Linux provides good foundation for CAD

It's hard to find an office these days where someone isn't trying out Linux. It's an essentially free operating system with essentially free applications, but they all have more going for them than price.

Linux is a stable OS with attractive features, including multitasking, virtual memory, shared libraries, proper memory management and TCP/IP networking. Originally developed on PCs but now ported to many other hardware platforms, it can be a reliable alternative to Microsoft Windows.

A small army of developers continue to improve Linux, adding features and applications free for the download.

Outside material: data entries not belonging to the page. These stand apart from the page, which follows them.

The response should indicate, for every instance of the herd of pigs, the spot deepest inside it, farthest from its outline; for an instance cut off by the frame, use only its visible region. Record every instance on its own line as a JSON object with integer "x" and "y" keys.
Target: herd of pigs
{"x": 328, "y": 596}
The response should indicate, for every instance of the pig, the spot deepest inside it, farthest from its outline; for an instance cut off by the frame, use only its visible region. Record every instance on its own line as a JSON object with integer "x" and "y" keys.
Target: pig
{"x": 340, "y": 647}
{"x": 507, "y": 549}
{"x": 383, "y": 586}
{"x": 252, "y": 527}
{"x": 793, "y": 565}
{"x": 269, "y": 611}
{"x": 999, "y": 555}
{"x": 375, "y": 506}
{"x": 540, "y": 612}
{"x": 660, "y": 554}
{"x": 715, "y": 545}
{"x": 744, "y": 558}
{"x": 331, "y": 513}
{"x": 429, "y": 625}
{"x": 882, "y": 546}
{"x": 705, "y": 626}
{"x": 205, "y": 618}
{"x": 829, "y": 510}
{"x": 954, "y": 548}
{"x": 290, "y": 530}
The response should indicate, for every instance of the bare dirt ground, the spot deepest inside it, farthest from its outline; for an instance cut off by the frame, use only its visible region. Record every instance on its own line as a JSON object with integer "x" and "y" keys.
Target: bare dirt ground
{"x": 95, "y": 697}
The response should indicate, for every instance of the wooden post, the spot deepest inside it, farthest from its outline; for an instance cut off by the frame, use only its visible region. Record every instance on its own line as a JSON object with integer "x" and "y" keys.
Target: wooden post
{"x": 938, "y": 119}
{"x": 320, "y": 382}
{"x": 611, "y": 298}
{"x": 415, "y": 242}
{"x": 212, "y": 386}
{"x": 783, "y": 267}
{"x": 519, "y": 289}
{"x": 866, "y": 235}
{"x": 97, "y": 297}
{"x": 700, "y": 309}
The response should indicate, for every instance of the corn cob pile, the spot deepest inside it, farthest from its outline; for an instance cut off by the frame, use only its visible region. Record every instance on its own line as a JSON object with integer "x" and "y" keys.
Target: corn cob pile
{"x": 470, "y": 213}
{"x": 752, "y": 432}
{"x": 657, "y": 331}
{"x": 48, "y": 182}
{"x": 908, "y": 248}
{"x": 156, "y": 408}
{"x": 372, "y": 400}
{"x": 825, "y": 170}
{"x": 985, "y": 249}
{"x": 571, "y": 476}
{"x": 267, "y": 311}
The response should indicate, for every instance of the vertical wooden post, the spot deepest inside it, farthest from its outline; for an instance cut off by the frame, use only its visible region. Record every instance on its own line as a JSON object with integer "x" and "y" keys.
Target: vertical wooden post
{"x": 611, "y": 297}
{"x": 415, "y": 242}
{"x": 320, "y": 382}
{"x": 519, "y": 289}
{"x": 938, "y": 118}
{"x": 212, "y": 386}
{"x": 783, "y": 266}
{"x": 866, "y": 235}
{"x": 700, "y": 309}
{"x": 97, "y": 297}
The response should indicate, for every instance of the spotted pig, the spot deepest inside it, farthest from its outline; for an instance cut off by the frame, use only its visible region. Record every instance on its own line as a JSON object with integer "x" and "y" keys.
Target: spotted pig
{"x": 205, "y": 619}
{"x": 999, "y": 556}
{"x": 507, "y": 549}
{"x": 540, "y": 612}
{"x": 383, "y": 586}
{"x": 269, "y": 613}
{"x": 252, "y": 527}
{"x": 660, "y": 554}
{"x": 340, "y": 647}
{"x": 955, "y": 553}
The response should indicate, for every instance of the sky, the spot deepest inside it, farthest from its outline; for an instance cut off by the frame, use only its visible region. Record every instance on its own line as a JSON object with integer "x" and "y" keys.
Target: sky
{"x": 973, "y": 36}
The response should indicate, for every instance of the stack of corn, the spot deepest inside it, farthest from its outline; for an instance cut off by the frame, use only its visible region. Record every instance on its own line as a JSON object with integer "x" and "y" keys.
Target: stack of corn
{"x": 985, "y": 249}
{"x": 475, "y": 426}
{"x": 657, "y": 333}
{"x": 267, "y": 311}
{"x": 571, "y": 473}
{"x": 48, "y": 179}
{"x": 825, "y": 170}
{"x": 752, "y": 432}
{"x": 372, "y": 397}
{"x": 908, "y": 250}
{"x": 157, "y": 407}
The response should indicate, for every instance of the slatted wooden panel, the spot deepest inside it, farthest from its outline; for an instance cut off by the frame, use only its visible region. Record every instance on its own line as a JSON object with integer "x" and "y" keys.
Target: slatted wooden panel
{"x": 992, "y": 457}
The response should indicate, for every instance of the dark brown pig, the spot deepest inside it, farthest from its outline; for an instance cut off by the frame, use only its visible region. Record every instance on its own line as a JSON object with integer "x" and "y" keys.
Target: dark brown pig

Linux supporters have long thought the OS' features and support of a variety of cross-platform graphics would make it an ideal platform for computer-aided design. Because many Linux devotees are engineers, it seemed desktop CAD for Linux would be a natural blend.

The wait is over. There are several CAD programs available for Linux. QCad is an easy-to-use 2-D CAD product available under a general public license.

This type of license, common in the world of freely distributed software, guarantees that anyone can distribute copies of free software'and charge for the service if they wish.

QCad is distributed through a group in Switzerland, though the software is in English. Download it from www.qcad.org/index.php3?body=download.

Closer to home, Software Forge of Schaumburg, Ill., offers the LinuxCAD drafting program for Linux. LinuxCAD costs $99 but boasts an assortment of high-end 2-D and 3-D CAD features and symbol libraries. Find out more at www.linuxcad.com.

Finally, Deneba Software has released a version of its Canvas 7 for Linux. Learn more about it at www.deneba.com/dazroot/news/pressrel/linuxfaq_frame.html.

These offerings should satisfy penguin fans for a while, but expect to see more CAD products for Linux soon.